L’ultimo a farne le spese in ordine cronologico è stato l’allenatore del Catania Pippo Pancaro. Impeccabile professionista in campo, da allenatore, invece, poteva dare di più. A far discutere non sono state solo le scelte tecniche, ma per lo più un atteggiamento che dovrebbe essere insito in un allenatore, complementare alla sua attività e che invece è del tutto mancata. Stiamo parlando della carenza di comunicazione, di leadership e di comunicabilità in senso stretto. L’ex difensore della Lazio non ha saputo imprimere quella verve, quell’energia e quella spinta che va oltre i moduli tattici e le strategie di gioco. Quando si esauriscono i moduli tattici, che di per sé danno già l’idea di un allenatore ancora non pronto, bisogna far breccia sull’emotività dei giocatori, sulla loro voglia di dimostrare, scandagliando dentro il loro animo per tirar fuori tutte le motivazioni possibili per far capire che la casacca rossazzurra non è mica una maglia qualsiasi, ma anzi Catania è piazza di grandi tradizioni.

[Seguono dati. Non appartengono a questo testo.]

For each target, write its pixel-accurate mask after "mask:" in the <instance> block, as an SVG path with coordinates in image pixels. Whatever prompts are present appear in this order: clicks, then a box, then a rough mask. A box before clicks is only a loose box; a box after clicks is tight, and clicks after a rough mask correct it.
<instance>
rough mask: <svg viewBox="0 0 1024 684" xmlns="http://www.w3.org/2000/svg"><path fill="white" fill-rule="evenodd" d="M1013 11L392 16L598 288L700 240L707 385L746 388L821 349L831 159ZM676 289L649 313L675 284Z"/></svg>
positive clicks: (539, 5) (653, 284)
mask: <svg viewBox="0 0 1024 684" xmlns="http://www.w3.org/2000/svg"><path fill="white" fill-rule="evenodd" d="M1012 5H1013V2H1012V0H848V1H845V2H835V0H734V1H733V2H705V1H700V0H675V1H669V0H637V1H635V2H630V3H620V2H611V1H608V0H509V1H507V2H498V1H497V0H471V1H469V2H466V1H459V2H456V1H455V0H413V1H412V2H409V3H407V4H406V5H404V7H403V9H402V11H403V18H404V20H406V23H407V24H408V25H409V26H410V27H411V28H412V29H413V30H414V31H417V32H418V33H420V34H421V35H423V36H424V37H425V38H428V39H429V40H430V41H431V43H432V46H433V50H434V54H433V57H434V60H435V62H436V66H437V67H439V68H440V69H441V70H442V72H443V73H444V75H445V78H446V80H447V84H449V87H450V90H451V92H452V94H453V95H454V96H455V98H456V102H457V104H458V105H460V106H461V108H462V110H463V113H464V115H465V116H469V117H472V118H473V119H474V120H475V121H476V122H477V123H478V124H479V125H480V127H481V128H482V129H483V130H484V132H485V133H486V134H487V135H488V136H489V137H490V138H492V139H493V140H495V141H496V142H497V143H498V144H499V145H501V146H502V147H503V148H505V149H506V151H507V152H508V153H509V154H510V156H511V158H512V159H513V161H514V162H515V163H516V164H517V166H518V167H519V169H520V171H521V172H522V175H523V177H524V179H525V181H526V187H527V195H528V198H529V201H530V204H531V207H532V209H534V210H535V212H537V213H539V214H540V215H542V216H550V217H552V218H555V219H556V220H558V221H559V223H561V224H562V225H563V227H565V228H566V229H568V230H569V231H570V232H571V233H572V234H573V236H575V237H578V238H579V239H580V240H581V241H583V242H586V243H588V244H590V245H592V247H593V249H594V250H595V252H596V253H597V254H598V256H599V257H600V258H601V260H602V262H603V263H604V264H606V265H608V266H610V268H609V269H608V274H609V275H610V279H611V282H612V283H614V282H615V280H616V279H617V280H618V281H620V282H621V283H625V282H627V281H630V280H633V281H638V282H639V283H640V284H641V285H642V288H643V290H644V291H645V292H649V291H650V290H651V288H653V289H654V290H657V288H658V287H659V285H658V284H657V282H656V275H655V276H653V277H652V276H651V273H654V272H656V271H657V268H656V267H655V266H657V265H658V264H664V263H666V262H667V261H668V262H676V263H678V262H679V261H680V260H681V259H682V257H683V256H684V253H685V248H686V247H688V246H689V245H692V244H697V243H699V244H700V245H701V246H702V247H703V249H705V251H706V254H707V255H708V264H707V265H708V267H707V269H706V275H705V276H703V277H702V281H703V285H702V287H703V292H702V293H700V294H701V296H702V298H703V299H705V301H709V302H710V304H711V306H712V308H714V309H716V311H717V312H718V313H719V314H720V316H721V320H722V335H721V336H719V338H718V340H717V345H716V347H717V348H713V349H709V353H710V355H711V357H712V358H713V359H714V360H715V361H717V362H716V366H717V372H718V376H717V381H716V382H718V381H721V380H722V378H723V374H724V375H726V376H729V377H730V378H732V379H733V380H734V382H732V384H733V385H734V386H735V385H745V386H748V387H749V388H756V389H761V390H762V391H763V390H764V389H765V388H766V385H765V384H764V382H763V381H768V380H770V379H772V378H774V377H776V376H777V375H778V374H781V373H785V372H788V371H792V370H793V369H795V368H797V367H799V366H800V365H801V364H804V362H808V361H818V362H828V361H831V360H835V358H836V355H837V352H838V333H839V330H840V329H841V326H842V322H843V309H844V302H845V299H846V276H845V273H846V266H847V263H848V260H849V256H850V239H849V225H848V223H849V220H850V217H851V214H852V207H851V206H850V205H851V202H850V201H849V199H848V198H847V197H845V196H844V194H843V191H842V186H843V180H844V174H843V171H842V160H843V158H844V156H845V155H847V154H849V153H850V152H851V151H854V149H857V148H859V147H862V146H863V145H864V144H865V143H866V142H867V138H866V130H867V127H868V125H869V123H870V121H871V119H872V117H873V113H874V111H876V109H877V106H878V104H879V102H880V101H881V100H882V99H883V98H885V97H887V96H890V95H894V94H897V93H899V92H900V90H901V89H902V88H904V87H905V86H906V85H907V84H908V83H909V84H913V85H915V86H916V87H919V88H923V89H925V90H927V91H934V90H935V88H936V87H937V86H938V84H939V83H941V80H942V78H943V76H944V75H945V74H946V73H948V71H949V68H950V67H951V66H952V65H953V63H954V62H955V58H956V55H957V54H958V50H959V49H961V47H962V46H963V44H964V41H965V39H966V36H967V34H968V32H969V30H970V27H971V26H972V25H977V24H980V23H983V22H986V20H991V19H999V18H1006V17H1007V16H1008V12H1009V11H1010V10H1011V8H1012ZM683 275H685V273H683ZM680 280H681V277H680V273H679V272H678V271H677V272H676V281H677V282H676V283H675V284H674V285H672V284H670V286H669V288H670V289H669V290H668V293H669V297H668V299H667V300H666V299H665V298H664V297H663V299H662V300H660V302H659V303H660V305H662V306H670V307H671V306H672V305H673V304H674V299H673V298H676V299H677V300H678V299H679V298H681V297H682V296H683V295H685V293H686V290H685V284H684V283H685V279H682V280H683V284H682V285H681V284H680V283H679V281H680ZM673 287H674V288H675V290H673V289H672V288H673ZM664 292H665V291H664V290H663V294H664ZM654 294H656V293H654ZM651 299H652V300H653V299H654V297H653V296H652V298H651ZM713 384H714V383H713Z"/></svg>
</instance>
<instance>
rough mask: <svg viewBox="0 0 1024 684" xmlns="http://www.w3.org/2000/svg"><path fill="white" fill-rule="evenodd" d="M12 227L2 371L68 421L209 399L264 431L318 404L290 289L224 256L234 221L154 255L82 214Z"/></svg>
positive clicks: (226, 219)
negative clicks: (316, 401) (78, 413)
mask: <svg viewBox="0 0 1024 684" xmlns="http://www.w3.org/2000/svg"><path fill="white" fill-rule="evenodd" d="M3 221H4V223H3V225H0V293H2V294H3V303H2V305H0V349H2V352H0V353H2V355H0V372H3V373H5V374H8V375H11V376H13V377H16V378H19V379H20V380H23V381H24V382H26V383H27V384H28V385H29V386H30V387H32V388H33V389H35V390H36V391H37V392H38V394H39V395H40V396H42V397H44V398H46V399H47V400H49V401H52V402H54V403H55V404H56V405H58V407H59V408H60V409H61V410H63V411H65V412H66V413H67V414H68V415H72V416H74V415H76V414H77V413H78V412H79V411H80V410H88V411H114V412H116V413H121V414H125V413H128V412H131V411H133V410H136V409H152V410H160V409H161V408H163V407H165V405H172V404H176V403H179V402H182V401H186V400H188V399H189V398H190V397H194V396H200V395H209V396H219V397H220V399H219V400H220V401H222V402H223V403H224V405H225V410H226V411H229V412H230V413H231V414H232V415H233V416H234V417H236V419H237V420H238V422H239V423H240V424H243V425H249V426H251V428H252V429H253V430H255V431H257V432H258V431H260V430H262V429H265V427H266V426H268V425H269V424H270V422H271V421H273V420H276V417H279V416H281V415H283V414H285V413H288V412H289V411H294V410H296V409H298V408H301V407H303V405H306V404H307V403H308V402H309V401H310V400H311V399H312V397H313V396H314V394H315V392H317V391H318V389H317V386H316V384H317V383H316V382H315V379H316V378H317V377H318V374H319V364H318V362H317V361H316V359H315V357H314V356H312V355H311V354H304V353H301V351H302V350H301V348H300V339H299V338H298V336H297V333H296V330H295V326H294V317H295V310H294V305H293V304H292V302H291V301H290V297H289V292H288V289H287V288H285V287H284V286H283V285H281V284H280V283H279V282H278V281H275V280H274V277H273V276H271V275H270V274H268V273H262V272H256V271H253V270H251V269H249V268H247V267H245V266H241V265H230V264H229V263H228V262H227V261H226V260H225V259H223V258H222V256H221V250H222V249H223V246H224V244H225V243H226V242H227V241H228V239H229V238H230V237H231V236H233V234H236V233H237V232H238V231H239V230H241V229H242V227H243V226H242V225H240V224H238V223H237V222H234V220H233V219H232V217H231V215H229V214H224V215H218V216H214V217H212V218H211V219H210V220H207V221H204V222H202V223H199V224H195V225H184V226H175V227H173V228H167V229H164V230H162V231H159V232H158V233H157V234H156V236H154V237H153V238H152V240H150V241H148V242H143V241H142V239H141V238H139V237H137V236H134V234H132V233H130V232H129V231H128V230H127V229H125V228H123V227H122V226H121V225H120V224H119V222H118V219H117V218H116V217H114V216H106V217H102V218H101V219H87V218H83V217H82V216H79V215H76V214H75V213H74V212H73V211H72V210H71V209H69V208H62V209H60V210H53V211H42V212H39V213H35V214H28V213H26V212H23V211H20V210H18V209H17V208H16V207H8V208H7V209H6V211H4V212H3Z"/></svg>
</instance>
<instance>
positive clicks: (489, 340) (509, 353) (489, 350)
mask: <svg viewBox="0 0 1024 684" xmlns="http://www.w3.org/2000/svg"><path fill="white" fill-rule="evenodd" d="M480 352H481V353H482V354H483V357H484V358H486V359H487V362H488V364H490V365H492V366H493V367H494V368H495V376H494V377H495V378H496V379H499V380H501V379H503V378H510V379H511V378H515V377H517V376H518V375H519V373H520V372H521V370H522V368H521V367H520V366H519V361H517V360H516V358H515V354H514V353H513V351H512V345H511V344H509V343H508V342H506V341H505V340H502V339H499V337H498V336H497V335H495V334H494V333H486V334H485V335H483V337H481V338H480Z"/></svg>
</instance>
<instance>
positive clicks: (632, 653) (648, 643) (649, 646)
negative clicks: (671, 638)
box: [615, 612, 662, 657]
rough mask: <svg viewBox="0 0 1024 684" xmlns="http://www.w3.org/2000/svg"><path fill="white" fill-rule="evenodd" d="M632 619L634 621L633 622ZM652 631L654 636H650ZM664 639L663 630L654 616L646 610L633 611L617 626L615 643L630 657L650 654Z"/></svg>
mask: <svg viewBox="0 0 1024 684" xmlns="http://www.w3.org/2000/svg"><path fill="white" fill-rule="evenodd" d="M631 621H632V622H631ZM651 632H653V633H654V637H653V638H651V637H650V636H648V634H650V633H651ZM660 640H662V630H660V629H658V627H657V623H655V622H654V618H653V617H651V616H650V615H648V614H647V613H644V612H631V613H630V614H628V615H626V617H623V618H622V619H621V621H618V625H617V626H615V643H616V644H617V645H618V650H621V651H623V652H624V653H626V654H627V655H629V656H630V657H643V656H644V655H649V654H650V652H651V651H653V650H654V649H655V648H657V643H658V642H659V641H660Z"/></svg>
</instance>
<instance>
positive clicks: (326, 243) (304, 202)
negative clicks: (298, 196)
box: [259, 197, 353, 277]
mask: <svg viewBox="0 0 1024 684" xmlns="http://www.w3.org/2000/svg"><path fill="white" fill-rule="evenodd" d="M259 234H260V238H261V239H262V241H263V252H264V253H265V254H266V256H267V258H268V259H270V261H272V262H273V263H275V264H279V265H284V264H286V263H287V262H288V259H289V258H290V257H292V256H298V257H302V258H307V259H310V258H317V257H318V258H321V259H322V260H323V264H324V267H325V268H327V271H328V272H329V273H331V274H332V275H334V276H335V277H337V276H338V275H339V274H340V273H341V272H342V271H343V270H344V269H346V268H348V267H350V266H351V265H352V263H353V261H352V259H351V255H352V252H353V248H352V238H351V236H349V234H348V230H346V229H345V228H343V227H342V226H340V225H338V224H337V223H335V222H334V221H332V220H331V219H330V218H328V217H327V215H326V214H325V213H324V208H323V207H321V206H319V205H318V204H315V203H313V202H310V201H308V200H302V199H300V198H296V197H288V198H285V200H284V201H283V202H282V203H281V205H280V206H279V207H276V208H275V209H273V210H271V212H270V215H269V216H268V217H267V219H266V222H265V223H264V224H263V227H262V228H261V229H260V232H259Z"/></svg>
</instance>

Ciò che è mancato a Pancaro è stata l’assenza di un sodalizio con la piazza, inteso sia sotto l’aspetto della relazione con i media che con i tifosi stessi, al di là dei risultati. Troppo laconico e schivo davanti alle telecamere e spesso ripetitivo. I migliori tecnici al mondo non sempre sono stati dei grandi strateghi, anzi l’aspetto tattico non è mai stata una componente fondamentale: è indubbiamente importante, ma mai determinante.  A supporto di tale osservazione, pescando dal mondo dei grandi coach, allenatori come Claudio Ranieri hanno sempre sostenuto e portato avanti l’idea della  gestione del gruppo prima di tutto, del lavoro di squadra dove l’orgoglio e l’appartenenza ad un gruppo che vive per gli stessi obiettivi è il volano che decide le partite e getta il cuore oltre l’ostacolo. È ciò che, ad esempio, sta accadendo in Premier League con il Leicester, dove un attaccante di nome Vardy, che fino a poco tempo fa giocava tra i dilettanti, sta vivendo un grande sogno. E poi ancora Mourinho, re della comunicazione e della leadership non è mai stato un maestro di tattica, ma bensì abile gestore di gruppi dai nomi altisonanti, attento nel mantenere saldi i rapporti nello spogliatoio e maestro nella relazione con i media dai quali ha, probabilmente, costruito il suo successo.

E poi ancora Lippi che ha dichiarato in tempi recenti che la sua nazionale campione del mondo a Berlino non vinse perché fosse la più forte in assoluto, ma perché la compattezza del gruppo e la fratellanza che si respirava in quelle giornate mondiali fu la vera spinta che portò al successo. Di questo è molto altro deve essere il ruolo del tecnico. Pancaro, al contrario, è stato reo di non aver costruito e tessuto un rapporto saldo con la stampa e con la tifoseria. In una piazza come Catania serve chiarezza, i tifosi hanno sete di conoscere ciò che accade all’interno di un ambiente che di per sé è fin troppo chiuso.

Non è sufficiente avere un patentino per sedere su una panchina, ma un complesso di credenziali che spazino dall’aspetto tattico al carisma, dalla leadership alla comunicazione e infine, ma non per importanza, dal rapporto che si instaura tra allenatore e città, scintilla che non è mai scattata con i supporters etnei.

A breve la società annuncerà il nome del nuovo tecnico, ma ciò che serve a questo punto della stagione è proprio il carattere, la grinta e la determinazione per evitare di rimanere invischiati nel tunnel della retrocessione. I profili che sono stati individuati, forse, potrebbero essere quelli giusti, ma ancora non ci sono certezze a riguardo.